Does this include art OC posted there being used to train art bots? If I were posting OC art I’d just delete that shit right away, not that it’ll help I suppose

[–] [email protected] 22 points 8 months ago (1 children)
[–] [email protected] 6 points 8 months ago

And now those artists can’t sue like others have done. Really hope the products realize this and jump ship

[–] [email protected] 18 points 8 months ago (1 children)

I can see it now, that ai model is going to be really, really fucking angry. lol

[–] [email protected] 10 points 8 months ago

Honestly, I can see the appeal of a model going "fuck spez" unprompted once in a while.

[–] [email protected] 10 points 8 months ago (1 children)

Shower thought: what if a large number of people made lots of posts and comments on reddit using only AI generated content?

[–] [email protected] 13 points 8 months ago* (last edited 8 months ago) (1 children)

Considering the spam problem, in a way, it sort of is already happening.

It's possible that par tof the API changes might have been to curb off that kind of behaviour before people decided to go and do just that too, or stop them using bots to wipe their profiles out.

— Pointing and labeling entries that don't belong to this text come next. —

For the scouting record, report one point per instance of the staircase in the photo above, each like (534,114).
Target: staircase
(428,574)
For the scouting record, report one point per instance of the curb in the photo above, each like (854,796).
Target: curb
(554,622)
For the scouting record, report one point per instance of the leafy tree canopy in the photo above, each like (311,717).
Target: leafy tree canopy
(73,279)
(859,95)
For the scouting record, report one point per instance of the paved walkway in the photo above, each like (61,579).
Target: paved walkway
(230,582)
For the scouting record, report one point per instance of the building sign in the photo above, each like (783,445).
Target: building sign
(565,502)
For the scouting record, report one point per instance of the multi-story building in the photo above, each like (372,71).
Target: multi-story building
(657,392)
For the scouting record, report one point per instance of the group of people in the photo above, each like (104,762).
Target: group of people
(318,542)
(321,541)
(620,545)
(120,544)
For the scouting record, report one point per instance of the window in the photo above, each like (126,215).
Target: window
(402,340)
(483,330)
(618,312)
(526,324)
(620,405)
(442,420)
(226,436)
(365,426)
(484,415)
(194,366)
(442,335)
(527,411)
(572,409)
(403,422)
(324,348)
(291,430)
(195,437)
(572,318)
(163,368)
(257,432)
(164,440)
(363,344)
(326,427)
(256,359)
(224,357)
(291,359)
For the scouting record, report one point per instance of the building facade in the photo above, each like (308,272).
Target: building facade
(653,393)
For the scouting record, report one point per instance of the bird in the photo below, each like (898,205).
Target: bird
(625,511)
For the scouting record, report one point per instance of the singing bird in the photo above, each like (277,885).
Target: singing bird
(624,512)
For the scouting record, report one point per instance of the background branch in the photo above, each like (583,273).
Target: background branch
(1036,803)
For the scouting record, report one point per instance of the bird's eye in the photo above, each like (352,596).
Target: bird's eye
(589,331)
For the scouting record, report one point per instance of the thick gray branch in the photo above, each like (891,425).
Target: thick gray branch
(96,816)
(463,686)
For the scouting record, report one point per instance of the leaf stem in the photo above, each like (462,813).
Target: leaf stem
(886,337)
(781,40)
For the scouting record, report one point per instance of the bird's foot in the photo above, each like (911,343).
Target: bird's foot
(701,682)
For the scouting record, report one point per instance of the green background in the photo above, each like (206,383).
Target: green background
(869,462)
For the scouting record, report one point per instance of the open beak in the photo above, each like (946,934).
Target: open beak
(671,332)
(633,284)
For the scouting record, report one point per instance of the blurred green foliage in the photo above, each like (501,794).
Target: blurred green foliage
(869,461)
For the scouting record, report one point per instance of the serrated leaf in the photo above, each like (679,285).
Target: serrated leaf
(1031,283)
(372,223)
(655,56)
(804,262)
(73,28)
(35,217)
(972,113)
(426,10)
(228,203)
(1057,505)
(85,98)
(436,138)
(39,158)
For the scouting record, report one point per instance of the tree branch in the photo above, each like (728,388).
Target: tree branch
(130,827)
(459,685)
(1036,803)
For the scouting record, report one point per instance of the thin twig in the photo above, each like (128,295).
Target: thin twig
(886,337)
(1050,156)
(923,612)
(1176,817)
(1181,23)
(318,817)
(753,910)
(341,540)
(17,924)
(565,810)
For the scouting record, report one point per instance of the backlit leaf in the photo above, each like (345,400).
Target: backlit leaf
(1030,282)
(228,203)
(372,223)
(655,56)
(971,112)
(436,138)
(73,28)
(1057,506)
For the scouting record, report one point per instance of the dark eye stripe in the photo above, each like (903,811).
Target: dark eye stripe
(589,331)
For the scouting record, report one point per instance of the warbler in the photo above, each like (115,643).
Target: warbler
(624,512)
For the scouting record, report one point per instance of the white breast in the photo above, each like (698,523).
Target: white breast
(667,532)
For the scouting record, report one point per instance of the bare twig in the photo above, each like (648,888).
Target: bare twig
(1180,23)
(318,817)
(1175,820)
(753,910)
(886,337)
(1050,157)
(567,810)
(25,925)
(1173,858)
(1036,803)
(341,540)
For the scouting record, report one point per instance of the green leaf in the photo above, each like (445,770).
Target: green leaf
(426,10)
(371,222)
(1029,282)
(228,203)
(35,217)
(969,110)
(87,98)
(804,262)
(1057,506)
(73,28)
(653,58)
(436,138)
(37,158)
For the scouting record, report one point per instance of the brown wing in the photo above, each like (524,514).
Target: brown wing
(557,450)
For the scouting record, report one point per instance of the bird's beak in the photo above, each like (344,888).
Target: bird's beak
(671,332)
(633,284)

[–] [email protected] 4 points 8 months ago* (last edited 8 months ago)

Honestly, you just need to convince people to go through their comments and break any chains with nonsense. I bet that they are training conversational abilities (I mean what other good is the data set, it's not like redditors are experts, or when there is that the experts get upvoted at all.)

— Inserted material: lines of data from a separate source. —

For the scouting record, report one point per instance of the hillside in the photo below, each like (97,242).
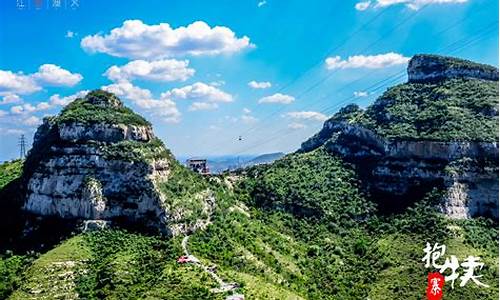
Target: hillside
(347,216)
(264,159)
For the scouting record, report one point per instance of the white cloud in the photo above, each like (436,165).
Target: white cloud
(366,61)
(10,99)
(158,70)
(247,119)
(200,92)
(307,115)
(11,131)
(136,40)
(259,85)
(277,98)
(49,74)
(412,4)
(359,94)
(32,121)
(362,5)
(56,99)
(295,125)
(163,107)
(203,106)
(25,108)
(218,83)
(17,83)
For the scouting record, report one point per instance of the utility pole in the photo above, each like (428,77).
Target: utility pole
(22,147)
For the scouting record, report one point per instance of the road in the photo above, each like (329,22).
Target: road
(223,286)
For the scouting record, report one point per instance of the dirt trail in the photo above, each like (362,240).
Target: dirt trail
(223,286)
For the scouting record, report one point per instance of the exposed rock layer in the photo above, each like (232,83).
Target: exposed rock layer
(397,171)
(424,68)
(101,171)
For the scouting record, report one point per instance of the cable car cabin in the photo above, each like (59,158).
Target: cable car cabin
(198,165)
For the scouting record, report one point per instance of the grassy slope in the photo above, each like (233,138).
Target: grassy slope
(454,109)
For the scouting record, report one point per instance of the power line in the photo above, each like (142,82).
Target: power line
(22,147)
(380,84)
(322,80)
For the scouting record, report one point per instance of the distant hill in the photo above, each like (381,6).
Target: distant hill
(265,159)
(310,225)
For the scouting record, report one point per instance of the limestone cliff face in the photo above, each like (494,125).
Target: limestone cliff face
(424,68)
(397,170)
(102,169)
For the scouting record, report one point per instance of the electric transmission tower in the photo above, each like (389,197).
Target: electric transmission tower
(22,146)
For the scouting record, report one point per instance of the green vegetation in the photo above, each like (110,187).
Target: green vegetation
(452,110)
(441,63)
(87,112)
(136,151)
(11,271)
(185,193)
(313,184)
(10,171)
(299,228)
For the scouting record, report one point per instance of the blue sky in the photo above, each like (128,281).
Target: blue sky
(206,72)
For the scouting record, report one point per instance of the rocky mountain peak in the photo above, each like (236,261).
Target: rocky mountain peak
(427,68)
(103,99)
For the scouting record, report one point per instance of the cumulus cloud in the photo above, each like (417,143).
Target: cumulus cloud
(366,61)
(362,5)
(247,119)
(158,70)
(359,94)
(136,40)
(49,74)
(259,85)
(25,108)
(200,92)
(32,121)
(163,107)
(203,106)
(17,83)
(11,131)
(296,125)
(412,4)
(56,99)
(10,99)
(307,115)
(277,98)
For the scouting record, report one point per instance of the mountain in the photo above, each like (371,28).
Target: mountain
(345,217)
(264,159)
(438,130)
(99,161)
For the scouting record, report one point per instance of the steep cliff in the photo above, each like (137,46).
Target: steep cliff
(439,130)
(98,160)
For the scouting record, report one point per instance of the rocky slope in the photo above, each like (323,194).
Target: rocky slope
(439,130)
(98,160)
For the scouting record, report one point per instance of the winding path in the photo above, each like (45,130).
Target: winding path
(223,286)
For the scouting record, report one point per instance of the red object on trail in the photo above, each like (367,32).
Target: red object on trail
(183,259)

[–] [email protected] 7 points 8 months ago* (last edited 8 months ago)

The annoying part is that the only use of "AI" I have so far, is "translating reddit post titles to understandable English". Once they train their "AI" on whatever is there, I probably won't be able to understand the "translation" anymore... Sucks. 😬

[–] [email protected] 6 points 8 months ago (1 children)

This is why its so important we don't legislate against AI and make it illegal to use scraped data. All the data is already owned by someone, putting up walls only screws us out of the open source scene.

[–] [email protected] 3 points 8 months ago* (last edited 8 months ago)

And legislate content ownership altogether. The idea that Reddit spent more than a decade growing its community just so that it could use our content as its own property is a huge issue. How do we safely and fairly communicate and express our ideas in society where the platforms that enable this automatically claim ownership of our ideas? Social media are middlemen with outsized influence.

[–] [email protected] 6 points 8 months ago

This is going to backfire when the content they are selling is used by AI to make bots to make the content that gets sold to make the AI to make bots to make the content.